Esse núcleo, observou, trabalha para reduzir o papel de todo e qualquer outro Poder e tornar a presidência “mais imperial ainda”. São exemplos disso, listou, o presidente “imaginando governar sob decretos, não respeitando determinadas autonomias, e uma política de destruição de instituições” às quais esse núcleo atribuiu a pecha de “movimento cultural dos comunistas”.
“Essa luta deles é uma tentativa de impor toda uma visão retrógrada e antidemocrática. Nesse sentido, o STF tem tido uma conduta exemplar, de coibir e colocar diques para essas tentativas. Talvez hoje o grande poder da República na defesa da Constituição”, sustentou.
Cenário Para 2022
Freire avaliou que a eleição de Bolsonaro está ligada a um uso indiscriminado das redes sociais e aos episódios de corrupção dos governos do PT, o que culminou na polarização que o país vive hoje. Na avaliação do ex-parlamentar, mesmo que Jair Bolsonaro não passe pelo processo de impeachment, que ele enxerga como necessário, a sociedade já analisa um novo cenário eleitoral em 2022, que fuja aos extremos “corrupção ou o obscurantismo”.
Sobre a possibilidade de uma candidatura de Luciano Huck, Freire falou que ele continua sendo a alternativa. “Não estamos tratando com alguém que é só um bom apresentador, mas com alguém que tem lucidez, que tem capacidade de construir equipe e liderança. Ainda existe essa hipótese, que diminuiu o ritmo em função da pandemia. É uma pessoa que pode representar uma alternativa moderna, contemporânea do futuro que vem”, disse.
Levado a fazer uma análise da possibilidade de o ex-ministro da Saúde Luiz Henrique Mandetta e o ex-ministro da Justiça Sérgio Moro se lançarem à Presidência em 2022, Freire afirmou que a alternativa deve dialogar com setores liberais e democráticos de direita.
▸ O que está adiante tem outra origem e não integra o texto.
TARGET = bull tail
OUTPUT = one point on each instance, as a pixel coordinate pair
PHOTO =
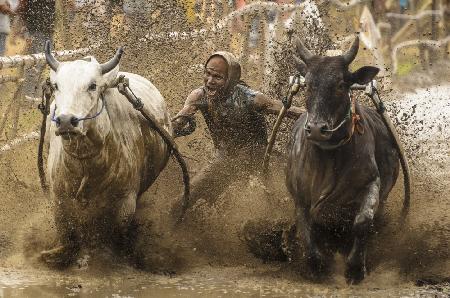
(406, 181)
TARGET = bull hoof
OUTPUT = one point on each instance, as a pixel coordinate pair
(355, 274)
(319, 265)
(59, 257)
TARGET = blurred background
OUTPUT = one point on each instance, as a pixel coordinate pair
(168, 41)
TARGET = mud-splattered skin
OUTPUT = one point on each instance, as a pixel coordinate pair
(338, 187)
(98, 171)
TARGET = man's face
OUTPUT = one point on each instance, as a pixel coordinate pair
(215, 77)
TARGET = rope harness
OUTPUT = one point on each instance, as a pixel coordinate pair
(123, 86)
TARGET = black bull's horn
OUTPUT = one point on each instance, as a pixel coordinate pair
(111, 64)
(306, 54)
(351, 54)
(51, 61)
(105, 67)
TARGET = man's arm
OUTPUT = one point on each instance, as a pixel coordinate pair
(182, 118)
(271, 106)
(6, 9)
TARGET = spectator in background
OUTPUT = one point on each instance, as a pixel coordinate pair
(38, 17)
(6, 11)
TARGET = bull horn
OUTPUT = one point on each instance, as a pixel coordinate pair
(51, 60)
(303, 52)
(351, 54)
(111, 64)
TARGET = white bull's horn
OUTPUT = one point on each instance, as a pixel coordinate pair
(51, 60)
(351, 54)
(108, 66)
(302, 51)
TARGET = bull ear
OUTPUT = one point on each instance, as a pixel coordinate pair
(364, 75)
(300, 65)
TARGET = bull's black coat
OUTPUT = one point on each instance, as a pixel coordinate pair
(338, 184)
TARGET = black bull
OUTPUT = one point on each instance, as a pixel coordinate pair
(343, 162)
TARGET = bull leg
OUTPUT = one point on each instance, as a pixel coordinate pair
(126, 211)
(66, 251)
(356, 260)
(318, 263)
(125, 218)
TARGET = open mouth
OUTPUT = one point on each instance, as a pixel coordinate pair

“Mandetta não é homem de direita, eu diria que ele é um liberal, poderia ser um centro-direita, mas é um democrata. É uma figura respeitável. Sérgio Moro também é um dos cotados, mas não sei se ele vai sobreviver com Bolsonaro. Temos que dialogar com todas essas forças porque se pudermos fazer uma frente ampla como alternativa democrática e progressista, esse é o grande caminho que temos para 2022”, argumentou.
Questão ambiental
O presidente nacional do Cidadania também falou sobre a agenda ambiental nesse novo momento de mudança da sociedade. Ele disse não ser pessimista, até porque “viu surgir a ideia das organizações que buscavam preservar a natureza, os primórdios do verde”.
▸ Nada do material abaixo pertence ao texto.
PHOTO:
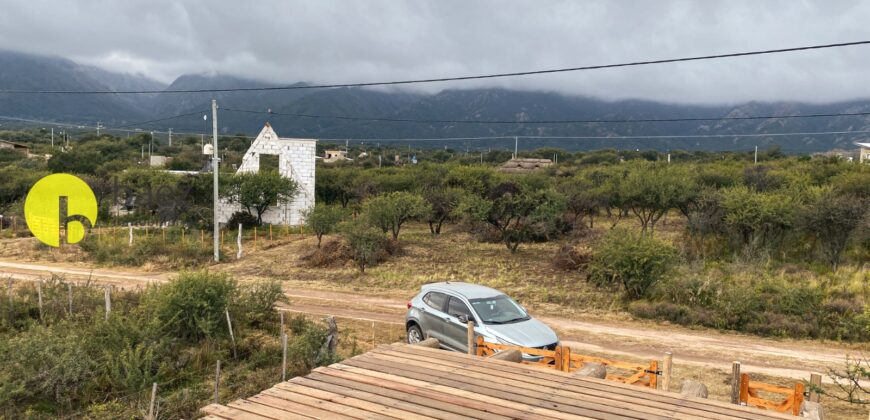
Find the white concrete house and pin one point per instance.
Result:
(295, 160)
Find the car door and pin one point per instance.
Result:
(433, 315)
(455, 332)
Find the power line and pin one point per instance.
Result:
(449, 79)
(639, 120)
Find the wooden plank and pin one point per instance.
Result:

“Essa ideia que eu vi surgir não é apenas dos verdes, ela é do mundo. Quem hoje não fala da sustentabilidade? Quem admite processo de desenvolvimento sem cuidar da natureza? Hoje, você começa a discutir a natureza sem agredi-la e sem tornar a relação homem/natureza desfavorável à continuidade de uma existência permanente. Desmatamento não é uma questão específica dos ambientalistas, começa a ser dos investidores e até do setor financeiro”, analisou.